O uso de perucas ou próteses capilares é uma opção feita por muitas pacientes - e elas podem ser até recebidas de modo voluntário - durante o tratamento e Luciana foi uma delas. Entretanto, após tomar a decisão de raspar a cabeça por ver seus fios caírem muito, ela mudou de planos e ganhou uma nova perspectiva em seu tratamento. "Era desesperador ver aquele cabelo todo cair e foi realmente muito difícil raspar o cabelo todo, mas quando a cabeleireira raspou e lavou a cabeça, eu respirei aliviada porque naquele momento estar careca era mais fácil do que ver aquela quantidade de cabelo caindo. Na hora que ela foi colocar a prótese, não entendo o porquê, mas eu não quis colocar a prótese, perguntei se podia ir para casa sem e ela concordou. Ela falou assim, '14 anos de trabalho com isso é a primeira vez que vejo uma pessoa que encomenda uma prótese e desiste de colocar'. Naquele momento eu não queria, não me sentia à vontade em colocar a prótese, e acho que, na verdade, ao não colocar a prótese, vir pra casa de lenço, eu me senti mais forte.

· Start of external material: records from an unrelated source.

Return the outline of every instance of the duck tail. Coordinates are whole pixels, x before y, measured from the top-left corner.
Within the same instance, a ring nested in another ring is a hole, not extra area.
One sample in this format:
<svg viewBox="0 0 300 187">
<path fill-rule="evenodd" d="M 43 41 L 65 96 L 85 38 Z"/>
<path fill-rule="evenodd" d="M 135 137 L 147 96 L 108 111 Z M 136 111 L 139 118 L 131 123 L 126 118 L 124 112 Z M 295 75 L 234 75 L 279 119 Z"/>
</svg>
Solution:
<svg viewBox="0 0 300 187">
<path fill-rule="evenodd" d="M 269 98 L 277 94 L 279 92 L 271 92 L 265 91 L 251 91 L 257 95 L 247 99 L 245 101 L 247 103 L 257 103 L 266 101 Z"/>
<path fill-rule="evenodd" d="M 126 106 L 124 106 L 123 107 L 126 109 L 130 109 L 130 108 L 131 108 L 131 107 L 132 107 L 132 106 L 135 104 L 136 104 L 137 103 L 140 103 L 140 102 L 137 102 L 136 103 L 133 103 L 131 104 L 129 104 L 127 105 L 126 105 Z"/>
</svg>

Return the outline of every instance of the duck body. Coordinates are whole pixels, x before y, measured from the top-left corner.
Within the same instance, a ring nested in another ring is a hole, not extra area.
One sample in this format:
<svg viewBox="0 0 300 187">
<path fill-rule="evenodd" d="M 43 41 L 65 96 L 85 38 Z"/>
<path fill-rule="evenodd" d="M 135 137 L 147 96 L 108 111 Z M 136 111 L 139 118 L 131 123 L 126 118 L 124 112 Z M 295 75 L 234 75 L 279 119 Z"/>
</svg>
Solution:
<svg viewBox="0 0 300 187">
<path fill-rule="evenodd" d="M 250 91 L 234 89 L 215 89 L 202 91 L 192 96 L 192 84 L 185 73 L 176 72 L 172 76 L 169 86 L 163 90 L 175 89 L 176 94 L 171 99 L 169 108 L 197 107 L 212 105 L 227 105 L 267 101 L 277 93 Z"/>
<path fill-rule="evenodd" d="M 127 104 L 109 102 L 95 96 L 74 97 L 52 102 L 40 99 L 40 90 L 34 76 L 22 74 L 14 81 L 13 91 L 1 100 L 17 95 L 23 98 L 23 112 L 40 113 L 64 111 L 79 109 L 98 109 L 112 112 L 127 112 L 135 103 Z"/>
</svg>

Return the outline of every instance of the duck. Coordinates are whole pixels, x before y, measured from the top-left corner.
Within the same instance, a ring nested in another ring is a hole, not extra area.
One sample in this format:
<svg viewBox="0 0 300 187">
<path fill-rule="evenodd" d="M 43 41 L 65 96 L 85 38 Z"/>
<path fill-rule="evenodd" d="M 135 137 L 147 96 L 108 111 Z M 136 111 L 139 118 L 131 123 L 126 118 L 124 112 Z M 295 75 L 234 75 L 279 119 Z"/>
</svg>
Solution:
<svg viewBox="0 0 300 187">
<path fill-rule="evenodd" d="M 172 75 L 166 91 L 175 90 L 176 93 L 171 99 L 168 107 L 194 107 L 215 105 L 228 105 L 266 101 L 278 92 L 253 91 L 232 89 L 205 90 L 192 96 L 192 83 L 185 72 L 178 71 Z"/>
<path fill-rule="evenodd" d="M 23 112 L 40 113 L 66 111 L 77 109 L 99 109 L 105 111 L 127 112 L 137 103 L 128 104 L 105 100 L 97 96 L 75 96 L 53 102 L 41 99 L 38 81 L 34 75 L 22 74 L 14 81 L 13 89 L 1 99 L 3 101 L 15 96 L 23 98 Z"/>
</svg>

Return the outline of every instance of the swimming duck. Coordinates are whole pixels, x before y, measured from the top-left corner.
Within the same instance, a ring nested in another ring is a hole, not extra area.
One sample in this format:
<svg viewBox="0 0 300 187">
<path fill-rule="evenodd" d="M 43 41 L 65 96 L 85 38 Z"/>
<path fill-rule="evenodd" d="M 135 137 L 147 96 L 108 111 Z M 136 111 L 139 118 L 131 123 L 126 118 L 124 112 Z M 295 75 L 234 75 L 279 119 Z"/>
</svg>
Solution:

Naquele momento senti que ao não colocar a peruca, ao encarar a careca de frente, estaria encarando o câncer de frente, e isso me deixou muito mais forte, com certeza pra seguir em frente", afirma Luciana, que recorreu aos lenços para trazer mais cor e estilo aos looks.

'Estava me sentindo mais forte'

Outro momento marcante para Luciana foi a primeira vez que foi a praia após raspar a cabeça. "Estava com vergonha de tirar o lenço. Imagina, na praia todo mundo bonito, aí chego eu, careca, enfim... Era o primeiro momento que ia enfrentar as pessoas careca, lembro que demorei muito pra conseguir tirar o lenço na praia. Mas depois que eu tirei o lenço, as pessoas olharam mas eu não me incomodava, pelo contrário, estava me sentindo forte por estar ali mostrando minha careca", relembra a médica, acrescentando que recebeu o apoio até de desconhecidos: "Fui com a minha irmã e a gente tirou umas fotos, ela quis tirar umas fotos minhas entrando na água e saindo, e eu fui tirar uma foto com ela e uma moça veio e disse que tirava uma foto nossa, se ofereceu... No final, ela perguntou se podia me dar um abraço, porque se sentiu emocionada com aquela situação, disse que eu era um exemplo. Então aquilo dali foi bom, porque falei que de alguma forma eu estava me mostrando. Quando a gente consegue dar força para outra pessoa em qualquer situação, a gente fica mais forte, a gente se sente bem, se sente mais forte também para continuar fazendo isso. E aquele mergulho realmente foi muito bom, fora o fato da água estar batendo na careca, né, que eu achei uma sensação que eu vou ter nunca mais, foi bom, foi um momento realmente especial", conta.

'Não podemos deixar de fazer exames preventivos'

Luciana, no fim da entrevista, reforça - como médica e paciente que superou o câncer - o alerta da prevenção: "Não podemos deixar que essa vida louca que a gente leva nos impeça de ir ao médico, de fazer nossos exames preventivos, de em casa mesmo se tocar, de se olhar no espelho e ver se nota alguma coisa diferente. Eu tive meu diagnóstico precoce e isso fez toda diferença. E também levar quem a gente ama ao médico. No início do tratamento eu tinha medo, mas hoje eu tenho certeza que vai dar tempo de fazer tudo que quero fazer".